The gage was then pushed into the hole so that the middle of the gage was at center of the connection. A two part strain gage cement (EP-180 A and EP-180 B) was mixed together, then injected into the hole. After 48 hours, the gage was secure and the gage wires could be attached. A tab was glued to the bolt head and the gage wires were then soldered to the tab. Then extra lead wires were also soldered to the tab. These lead wires were then connected to the boards, which were later connected to the Megadac data acquisition system.
3.3.4: Sting Potentiometer
String potentiometers were used to record the deflection data. Two of the string potentiometers were placed at the free end of the truss to record the maximum deflection.
A string potentiometer was also placed at the truss connection between members 197 and
198 and members 179 and 180. Data from the string potentiometers used to compare the experimental deflections to the deflections from the SAP2000 analyses. Each string potentiometers had their own set of calibration data. This calibration data is used to create a conversion equation to convert the recorded data from millivolts to a displacement in inches. The calibration data of the four string potentiometers are shown in Appendix B. With the use of the calibration data the displacement and measured output were graphed. From this graph, a linear equation was determined. This was done for each string potentiometer due to variation for each one.
SP1 푦 = 2.0563푥 − 0.1988 (8)
SP2 푦 = 2.0594푥 − 0.2241 (9) 66
SP3 푦 = 2.0542푥 − 0.2184 (10)
SP4 푦 = 2.0573푥 − 0.1270 (11)
3.3.5: Load Cell
A load cell was placed under each of the hydraulic cylinders. Each load cell had a
75,000 lbs. capacity. A computer program, in the data acquisition system that recorded the data, converted the voltage reading automatically into a load. For both load cells, the output was three millivolts per volt. The use of the computer program to convert the load cell readings into load was necessary to know the applied load during the experimental testing.
3.3.6: Testing Procedure
The testing began with the initial setup of all sensors. The sensors were wired into the data acquisition system. Eight sensors could be wired to a board then, using ribbon cables, a total of fourteen boards where connected to the Megadac data acquisition system. After all sensors were connected a sensor test was run to check if the sensors were recording data. There was also a test on the load cells and string potentiometers to ensure load and deflection would increase while load was applied. Once these steps were completed, all sensors were ready for testing.

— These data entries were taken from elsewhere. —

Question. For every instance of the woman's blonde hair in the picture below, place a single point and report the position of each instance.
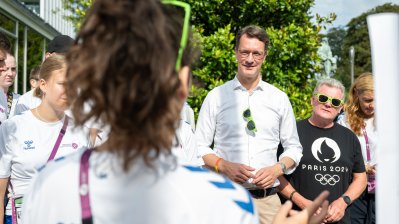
(354, 114)
(51, 64)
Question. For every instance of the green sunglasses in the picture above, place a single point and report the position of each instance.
(184, 36)
(250, 121)
(323, 99)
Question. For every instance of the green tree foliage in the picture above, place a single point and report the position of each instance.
(78, 9)
(290, 64)
(357, 36)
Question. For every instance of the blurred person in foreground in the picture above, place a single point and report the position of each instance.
(359, 117)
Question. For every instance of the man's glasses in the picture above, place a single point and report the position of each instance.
(324, 99)
(184, 35)
(245, 54)
(250, 121)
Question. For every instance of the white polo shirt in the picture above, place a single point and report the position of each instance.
(165, 193)
(221, 123)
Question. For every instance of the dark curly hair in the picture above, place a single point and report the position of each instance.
(123, 65)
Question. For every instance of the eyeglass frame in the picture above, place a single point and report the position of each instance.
(249, 119)
(245, 54)
(329, 99)
(184, 36)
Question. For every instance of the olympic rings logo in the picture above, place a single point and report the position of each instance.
(327, 179)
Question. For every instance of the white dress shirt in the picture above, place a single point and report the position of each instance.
(221, 122)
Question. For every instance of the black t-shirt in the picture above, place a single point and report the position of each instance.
(330, 157)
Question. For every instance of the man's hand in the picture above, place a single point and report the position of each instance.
(336, 210)
(266, 176)
(236, 172)
(308, 215)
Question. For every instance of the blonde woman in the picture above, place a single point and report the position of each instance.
(28, 141)
(359, 117)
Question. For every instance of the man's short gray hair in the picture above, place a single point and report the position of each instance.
(330, 83)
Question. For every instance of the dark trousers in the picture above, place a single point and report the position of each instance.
(363, 209)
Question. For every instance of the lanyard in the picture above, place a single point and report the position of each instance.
(59, 139)
(51, 157)
(10, 96)
(367, 144)
(87, 217)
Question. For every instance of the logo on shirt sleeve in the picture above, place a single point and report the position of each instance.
(28, 145)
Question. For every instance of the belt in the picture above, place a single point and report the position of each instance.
(262, 193)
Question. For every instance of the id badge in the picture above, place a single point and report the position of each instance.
(17, 209)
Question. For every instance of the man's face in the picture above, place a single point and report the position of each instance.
(327, 111)
(2, 60)
(8, 75)
(250, 56)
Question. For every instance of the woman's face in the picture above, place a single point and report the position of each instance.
(366, 101)
(54, 89)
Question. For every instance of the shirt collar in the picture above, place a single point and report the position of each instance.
(237, 85)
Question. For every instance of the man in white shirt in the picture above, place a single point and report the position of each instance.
(245, 119)
(7, 78)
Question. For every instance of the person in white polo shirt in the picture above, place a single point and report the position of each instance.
(245, 119)
(28, 141)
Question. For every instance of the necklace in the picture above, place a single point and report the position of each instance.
(41, 118)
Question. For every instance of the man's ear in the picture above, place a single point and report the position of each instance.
(184, 75)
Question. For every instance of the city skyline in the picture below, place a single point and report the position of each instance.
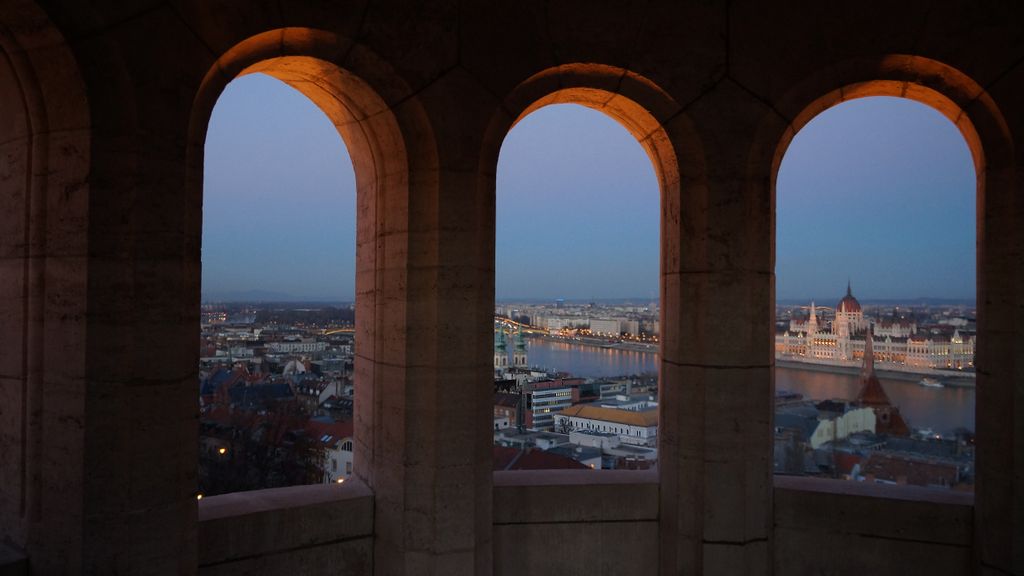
(566, 176)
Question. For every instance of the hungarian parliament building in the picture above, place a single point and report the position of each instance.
(895, 340)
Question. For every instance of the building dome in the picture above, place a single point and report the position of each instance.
(848, 303)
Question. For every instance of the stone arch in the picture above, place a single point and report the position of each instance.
(653, 118)
(979, 120)
(377, 134)
(44, 146)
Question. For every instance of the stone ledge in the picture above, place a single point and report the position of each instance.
(263, 523)
(869, 510)
(574, 496)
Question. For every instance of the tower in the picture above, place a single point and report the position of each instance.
(501, 351)
(871, 395)
(519, 352)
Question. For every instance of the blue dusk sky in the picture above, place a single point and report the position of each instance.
(878, 190)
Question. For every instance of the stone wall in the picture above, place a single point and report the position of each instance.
(104, 113)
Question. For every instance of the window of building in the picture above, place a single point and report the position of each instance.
(876, 285)
(278, 313)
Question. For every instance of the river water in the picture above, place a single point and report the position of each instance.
(939, 409)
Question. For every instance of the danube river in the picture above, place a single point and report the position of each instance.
(939, 409)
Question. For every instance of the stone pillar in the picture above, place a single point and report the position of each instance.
(423, 436)
(717, 384)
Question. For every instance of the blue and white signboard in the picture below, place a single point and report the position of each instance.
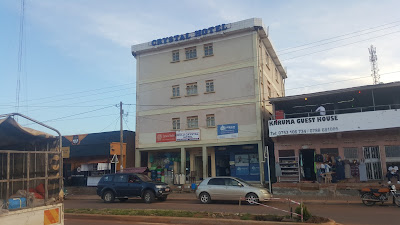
(228, 131)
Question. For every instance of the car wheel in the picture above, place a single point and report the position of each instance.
(108, 197)
(163, 198)
(205, 198)
(148, 197)
(252, 198)
(123, 199)
(367, 199)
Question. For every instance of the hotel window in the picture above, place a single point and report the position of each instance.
(210, 120)
(193, 122)
(191, 53)
(175, 91)
(191, 89)
(176, 124)
(209, 86)
(267, 58)
(175, 56)
(208, 50)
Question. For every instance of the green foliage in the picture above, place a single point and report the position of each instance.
(306, 214)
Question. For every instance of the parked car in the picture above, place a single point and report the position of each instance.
(122, 186)
(230, 188)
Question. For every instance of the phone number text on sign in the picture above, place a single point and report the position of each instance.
(308, 131)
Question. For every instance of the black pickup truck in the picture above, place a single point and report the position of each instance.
(126, 185)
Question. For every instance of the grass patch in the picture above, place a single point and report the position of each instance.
(176, 213)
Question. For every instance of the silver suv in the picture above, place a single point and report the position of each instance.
(230, 188)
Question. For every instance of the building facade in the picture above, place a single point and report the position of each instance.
(86, 157)
(201, 101)
(357, 133)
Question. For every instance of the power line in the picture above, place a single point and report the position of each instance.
(20, 53)
(114, 121)
(72, 115)
(339, 46)
(343, 35)
(313, 46)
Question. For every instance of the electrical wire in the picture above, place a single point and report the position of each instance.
(324, 50)
(343, 35)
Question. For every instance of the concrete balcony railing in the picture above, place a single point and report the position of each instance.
(332, 123)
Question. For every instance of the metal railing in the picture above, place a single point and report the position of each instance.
(342, 111)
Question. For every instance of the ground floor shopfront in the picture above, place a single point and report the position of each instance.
(191, 164)
(349, 156)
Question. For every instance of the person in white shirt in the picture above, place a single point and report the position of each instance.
(393, 173)
(321, 110)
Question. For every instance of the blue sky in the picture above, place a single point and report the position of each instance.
(77, 65)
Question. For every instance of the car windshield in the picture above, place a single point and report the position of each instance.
(144, 177)
(242, 181)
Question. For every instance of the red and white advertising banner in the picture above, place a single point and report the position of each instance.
(188, 135)
(166, 137)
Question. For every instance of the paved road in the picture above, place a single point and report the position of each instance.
(105, 222)
(342, 213)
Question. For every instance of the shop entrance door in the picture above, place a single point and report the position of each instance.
(373, 162)
(307, 157)
(199, 167)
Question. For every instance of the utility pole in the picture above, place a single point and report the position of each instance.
(121, 137)
(374, 64)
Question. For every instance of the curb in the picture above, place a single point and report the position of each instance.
(179, 220)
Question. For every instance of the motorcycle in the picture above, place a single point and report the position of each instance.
(371, 196)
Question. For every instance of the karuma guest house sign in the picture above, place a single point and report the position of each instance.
(187, 36)
(228, 131)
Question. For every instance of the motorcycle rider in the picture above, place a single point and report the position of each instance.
(393, 172)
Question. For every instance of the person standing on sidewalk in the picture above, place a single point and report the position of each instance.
(393, 172)
(321, 110)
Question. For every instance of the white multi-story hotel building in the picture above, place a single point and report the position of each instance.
(202, 101)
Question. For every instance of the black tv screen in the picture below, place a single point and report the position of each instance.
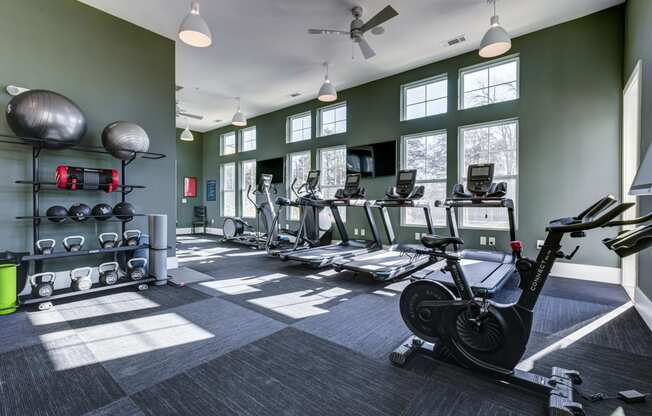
(372, 160)
(274, 167)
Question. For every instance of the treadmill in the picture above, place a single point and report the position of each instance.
(351, 195)
(486, 271)
(395, 261)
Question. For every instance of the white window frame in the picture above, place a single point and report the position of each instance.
(497, 178)
(332, 107)
(241, 134)
(338, 186)
(235, 143)
(243, 189)
(223, 190)
(288, 127)
(419, 83)
(487, 65)
(290, 178)
(404, 139)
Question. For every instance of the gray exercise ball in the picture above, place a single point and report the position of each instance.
(42, 114)
(122, 138)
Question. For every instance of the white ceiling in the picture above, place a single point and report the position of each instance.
(262, 53)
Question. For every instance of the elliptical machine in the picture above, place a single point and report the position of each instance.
(486, 336)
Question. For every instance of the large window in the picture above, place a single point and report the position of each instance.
(247, 181)
(490, 83)
(227, 144)
(424, 98)
(495, 143)
(227, 189)
(332, 119)
(298, 166)
(426, 152)
(332, 164)
(248, 139)
(299, 127)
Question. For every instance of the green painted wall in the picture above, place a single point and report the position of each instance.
(638, 45)
(569, 114)
(189, 163)
(113, 70)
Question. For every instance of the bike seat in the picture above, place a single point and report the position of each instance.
(439, 242)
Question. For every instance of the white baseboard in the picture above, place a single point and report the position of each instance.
(643, 306)
(601, 274)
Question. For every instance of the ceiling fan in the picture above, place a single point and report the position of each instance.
(359, 28)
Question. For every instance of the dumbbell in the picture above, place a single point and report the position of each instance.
(42, 284)
(108, 240)
(109, 273)
(136, 268)
(73, 242)
(131, 237)
(46, 246)
(80, 279)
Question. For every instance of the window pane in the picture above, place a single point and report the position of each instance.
(415, 95)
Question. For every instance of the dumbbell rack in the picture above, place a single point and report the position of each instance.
(38, 145)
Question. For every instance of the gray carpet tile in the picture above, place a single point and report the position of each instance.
(122, 407)
(288, 373)
(126, 304)
(60, 377)
(284, 298)
(142, 351)
(369, 324)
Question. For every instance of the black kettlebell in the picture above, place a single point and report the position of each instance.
(136, 268)
(42, 284)
(109, 273)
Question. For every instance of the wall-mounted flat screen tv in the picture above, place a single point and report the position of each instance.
(372, 160)
(274, 167)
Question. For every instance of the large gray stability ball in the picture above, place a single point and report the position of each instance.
(122, 138)
(42, 114)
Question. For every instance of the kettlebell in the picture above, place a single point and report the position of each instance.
(46, 246)
(136, 268)
(80, 279)
(73, 242)
(42, 284)
(109, 273)
(131, 237)
(108, 240)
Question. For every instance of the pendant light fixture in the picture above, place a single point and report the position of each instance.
(186, 134)
(327, 92)
(239, 120)
(496, 41)
(193, 30)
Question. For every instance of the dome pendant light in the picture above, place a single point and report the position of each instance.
(239, 120)
(496, 41)
(193, 30)
(327, 92)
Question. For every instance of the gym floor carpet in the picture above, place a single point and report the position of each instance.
(264, 337)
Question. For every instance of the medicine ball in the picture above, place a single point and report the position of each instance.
(79, 212)
(42, 114)
(102, 212)
(124, 211)
(122, 138)
(57, 213)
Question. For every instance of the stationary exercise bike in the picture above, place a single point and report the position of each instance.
(487, 336)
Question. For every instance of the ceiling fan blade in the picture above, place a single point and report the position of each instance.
(328, 32)
(366, 49)
(380, 18)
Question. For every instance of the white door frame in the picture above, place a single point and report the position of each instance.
(631, 139)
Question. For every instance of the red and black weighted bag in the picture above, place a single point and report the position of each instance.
(73, 178)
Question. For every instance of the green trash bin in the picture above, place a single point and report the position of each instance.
(8, 299)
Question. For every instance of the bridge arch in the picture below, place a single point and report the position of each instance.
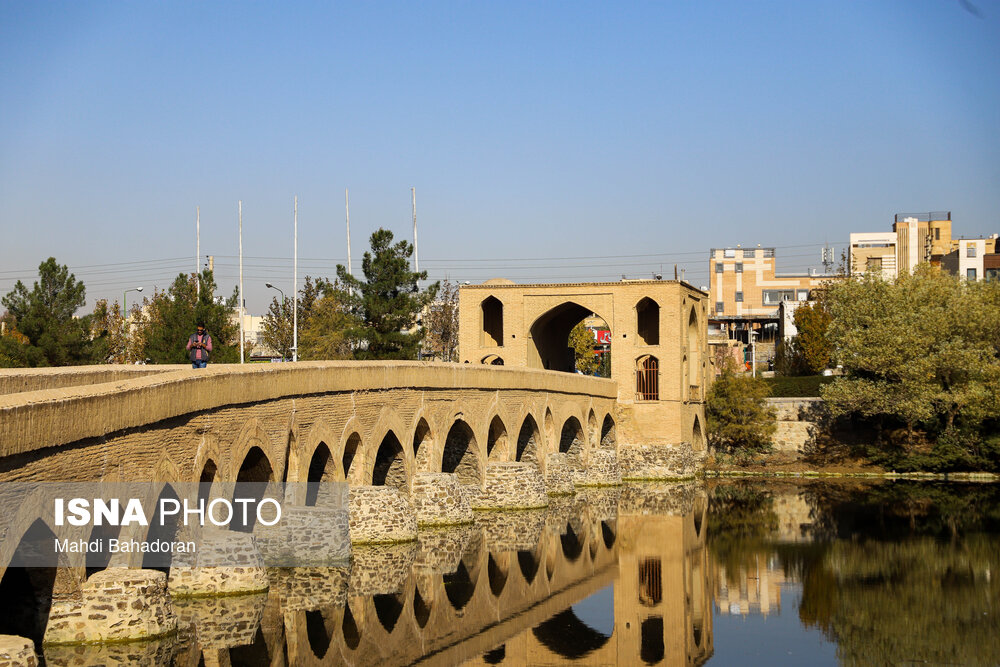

With the sensors working, the hydraulic cylinders were then checked. The need for a slow flow rate was to ensure that the sensors did not miss any data. First, the hydraulic pump needed to be turned on to test that the cylinders were working. The pump flow rate was set to ensure a desired loading rate. The flow rate was assumed by a visual observation. The cylinders were now prepped and ready to begin testing. 67
With the initial setup completed, the test was ready to be performed. First, recording on the sensors began. Next, the hydraulic cylinders were activated. The load was applied gradually. As the load was being applied, it was being recorded on the computer. Once a total load of 20,000 lbs. was achieved, the hydraulic cylinders were halted. The 20,000 lbs., 10,000 lbs. on each load cell, was the desired loading as calculated from the finite element analyses. The deformed shape was then recorded. The load was then released until no load was being recorded. Finally, the data was saved for analysis.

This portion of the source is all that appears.